Zine adds that although music may be Nelson’s passion, he doesn’t talk about it over at Blockbuster. “He always focuses on what I’m interested in. I’m an avid golfer so we talk about golf. We play golf. He always plays worse than I do, so I always win. But I happen to know that’s he’s a very good golfer.”

Nelson is unperturbed and refocuses the topic back to business. “Leadership is as much about followership. People forget that. You have to make a business case for those who work for you.”

BY THE NUMBERS
Deloitte Touche Tohmatsu

With more than 135,000 professionals in nearly 140 countries, Deloitte Touche Tohmatsu is a giant in the professional services industry and one of the Big Four auditing firms in the world. Their U.S. enterprise recorded $8.77 billion in revenues in fiscal 2006 and represents 90 cities with 98 offices nationwide. Here, a few numbers illustrating the company’s Dallas presence:

1,400
Employees in Dallas office

275
More employees expected to be hired in 2007

24
Number of DFW-area Fortune 500
companies represented by Deloitte. (Incidentally, that’s all the Fortune 500 companies in DFW.)

One of the challenges facing American CEOs is that younger workers’ idea of what they want is quite different from that of the baby boomer generation. The trick is to meld the two. “Let’s take work/life balance,” Nelson says. “I tell our people who are struggling to balance work and personal life and commitments and obligations, ‘It’s your responsibility. Not Deloitte’s.’ We’re committed to helping our people and supporting them, but they have to tell us what they need.” He’s proud that the Dallas office of Deloitte just won the Alfred P. Sloan award for flexibility in the workplace, and he says programs like Deloitte’s commitment to flexibility build a stronger workforce. But they do more than that: “They help us connect on a person-to-person basis. While technology is great, and it has helped us accommodate new demands, you cannot substitute ‘high-tech’ for ‘high-touch.’”

With his level of involvement, one would think Nelson is a lifelong Dallasite, but he has actually only been here about a decade. Thirty years ago, that would not have qualified him as a Dallas stakeholder, let alone a member of the city’s leadership, but he’s as gung-ho about Dallas as R.L. Thornton ever was.

“Dallas is very important to Deloitte, and Deloitte is equally important to Dallas,” he says, pointing out that Deloitte currently has approximately 1,400 people in DFW and plans to hire another 275 this year, in addition to 100 student interns. “We recruit aggressively at the area schools, and we have something unique to offer because none of the other Big Four firms are organized like Deloitte.”
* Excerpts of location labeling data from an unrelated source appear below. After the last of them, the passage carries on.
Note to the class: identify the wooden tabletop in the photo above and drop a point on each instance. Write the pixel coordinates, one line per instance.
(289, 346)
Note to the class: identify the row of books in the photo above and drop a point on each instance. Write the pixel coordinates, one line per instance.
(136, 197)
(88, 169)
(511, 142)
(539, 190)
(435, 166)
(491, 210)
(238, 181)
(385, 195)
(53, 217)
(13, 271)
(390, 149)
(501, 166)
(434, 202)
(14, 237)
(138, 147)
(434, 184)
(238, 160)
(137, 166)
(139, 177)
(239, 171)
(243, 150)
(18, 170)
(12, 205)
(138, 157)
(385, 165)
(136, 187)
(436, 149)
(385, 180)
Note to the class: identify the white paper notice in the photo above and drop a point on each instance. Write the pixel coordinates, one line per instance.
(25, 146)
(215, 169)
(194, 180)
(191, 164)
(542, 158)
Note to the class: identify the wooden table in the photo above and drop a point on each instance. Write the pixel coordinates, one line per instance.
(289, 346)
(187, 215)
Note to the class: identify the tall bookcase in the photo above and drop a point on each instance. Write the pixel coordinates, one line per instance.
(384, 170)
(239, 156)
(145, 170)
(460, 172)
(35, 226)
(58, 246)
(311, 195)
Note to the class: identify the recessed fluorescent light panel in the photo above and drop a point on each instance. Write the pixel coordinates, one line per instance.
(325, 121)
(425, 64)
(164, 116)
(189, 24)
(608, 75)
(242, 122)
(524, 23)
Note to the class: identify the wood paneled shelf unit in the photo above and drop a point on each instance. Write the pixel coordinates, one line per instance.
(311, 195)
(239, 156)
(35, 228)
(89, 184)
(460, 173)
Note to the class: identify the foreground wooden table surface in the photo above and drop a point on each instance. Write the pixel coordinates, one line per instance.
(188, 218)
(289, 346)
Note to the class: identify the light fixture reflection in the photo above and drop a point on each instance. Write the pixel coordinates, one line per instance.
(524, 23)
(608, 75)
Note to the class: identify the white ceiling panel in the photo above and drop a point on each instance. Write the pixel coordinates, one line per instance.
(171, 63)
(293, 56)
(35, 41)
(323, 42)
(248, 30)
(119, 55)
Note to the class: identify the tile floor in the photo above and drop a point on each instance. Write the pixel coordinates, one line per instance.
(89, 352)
Deloitte is also unusual in its commitment to the arts, a focus obviously driven by Nelson with a statement that also sums up his philosophy of life and leadership: “Other business leaders ask, Why, with limited resources, aren’t we putting more into health and human services? We contribute there, but I want to tell you about my mother. My mother has cancer—incurable cancer. She lives in Dallas now. I’d like to cure cancer, but if I call my mother and tell her I have an extra ticket to the symphony, she’s sitting in the car with her coat on. It makes no sense to sustain life if we don’t make life worth sustaining.”

Merrie Spaeth is one of the pre-eminent crisis management strategists in the world. After serving as President Reagan’s director of media relations, she founded Dallas-based Spaeth Communications in 1987. She is also a lecturer at Southern Methodist University’s Cox School of Business.